For a presentation of the article in its original appearance, please see this facsimile scan.
The Hirschsprung Collection, Copenhagen, owns a beautiful portrait (fig. 1) by C.W. Eckersberg, which according to tradition in the painter’s family is supposed to represent Anna Maria von Uhden, with whom Thorvaldsen had two children. This supposition was repudiated several years ago by Th. Oppermann, former director of Thorvaldsen’s Museum, who drew attention to the fact that at the time when Eckersberg was in Rome, Anna Maria von Uhden was over 40 years old, whereas the woman portrayed is clearly younger. He furthermore asserted that according to a reliable contemporary source, Anna Maria von Uhden’s eyes were black and not grey as they are in the portrait. A drawing of Anna Maria von Uhden when older shows no physiognomical likeness (fig. 2).

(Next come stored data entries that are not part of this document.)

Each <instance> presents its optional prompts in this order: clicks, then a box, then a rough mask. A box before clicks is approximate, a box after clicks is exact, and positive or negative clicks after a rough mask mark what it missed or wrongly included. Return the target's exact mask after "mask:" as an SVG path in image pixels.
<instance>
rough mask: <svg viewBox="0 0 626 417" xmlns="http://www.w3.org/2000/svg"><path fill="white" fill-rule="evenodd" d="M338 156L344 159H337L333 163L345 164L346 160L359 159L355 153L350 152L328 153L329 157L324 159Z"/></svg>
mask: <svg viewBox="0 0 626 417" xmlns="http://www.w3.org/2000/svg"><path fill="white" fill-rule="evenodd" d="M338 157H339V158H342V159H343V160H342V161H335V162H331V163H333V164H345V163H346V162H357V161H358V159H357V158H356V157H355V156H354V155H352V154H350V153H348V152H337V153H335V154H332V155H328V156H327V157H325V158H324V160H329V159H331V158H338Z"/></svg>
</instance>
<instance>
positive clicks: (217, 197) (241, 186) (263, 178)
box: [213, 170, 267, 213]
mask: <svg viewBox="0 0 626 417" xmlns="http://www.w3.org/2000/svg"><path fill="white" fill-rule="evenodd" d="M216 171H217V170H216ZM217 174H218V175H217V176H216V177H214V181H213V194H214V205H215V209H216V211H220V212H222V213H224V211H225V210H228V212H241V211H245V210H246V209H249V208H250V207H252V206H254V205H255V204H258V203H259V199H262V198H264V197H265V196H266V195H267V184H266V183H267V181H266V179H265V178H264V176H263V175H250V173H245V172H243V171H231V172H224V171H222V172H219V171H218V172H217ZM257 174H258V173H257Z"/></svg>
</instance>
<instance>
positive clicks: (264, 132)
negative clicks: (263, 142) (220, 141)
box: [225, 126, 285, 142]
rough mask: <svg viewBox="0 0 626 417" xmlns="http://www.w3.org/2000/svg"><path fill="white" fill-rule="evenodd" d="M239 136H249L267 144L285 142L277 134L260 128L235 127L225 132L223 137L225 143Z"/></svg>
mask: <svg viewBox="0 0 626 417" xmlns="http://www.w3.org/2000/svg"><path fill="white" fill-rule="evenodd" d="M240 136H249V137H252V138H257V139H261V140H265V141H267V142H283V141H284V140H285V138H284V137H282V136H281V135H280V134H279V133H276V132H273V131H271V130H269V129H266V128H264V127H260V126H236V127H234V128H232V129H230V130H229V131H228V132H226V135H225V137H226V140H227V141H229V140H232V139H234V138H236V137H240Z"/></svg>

Since Oppermann’s arguments are considered to be unanswerable, attention then focusses on the question of whom the painting in that case could represent, with the hope of also finding a hitherto lacking definite date for the portrait. It has been suggested that it represents Emélie, a model whom Eckersberg used in Paris, but a comparison with another portrait (fig. 3) which with certainty can be said to represent this model proves that they cannot possibly be the same person.
Instead, attention should be drawn to some notes from Eckersberg’s Roman diary, which were overlooked by his first biographers. They mention a portrait of “N”, painted about September 1st, 1815. On the face of it there is reason to believe that this note refers to the portrait in question, and a closer examination proves that this is in fact so.
N is mentioned several times in the Roman diary and she seems to have been a model as well as a friend. He gives her money, clothes, and various other things, visits her and takes her for walks in the woods, furthermore the diary mentions one “Nena” who is probably identical with Maddalena, a model referred to occasionally in the diary. “Nena” is the diminutive of Maddalena. The diary tells us that in February 1814 Maddalena and her brother posed for a group, and no doubt this indicates a painting picturing “Papirius and his Mother”. The mother in this painting (fig. 4) must then have been painted after Maddalena, and if we compare this head to the portrait of the hitherto unknown woman, it seems evident that it is the same person: the same large eyes, the same drooping nose, the same thick-lipped mouth.
Thus two things can be proved: “N” and “Maddalena” and “Nena” are the same person, and consequently the portrait represents Eckersberg’s Roman model and friend, and was painted about September 1st, 1815.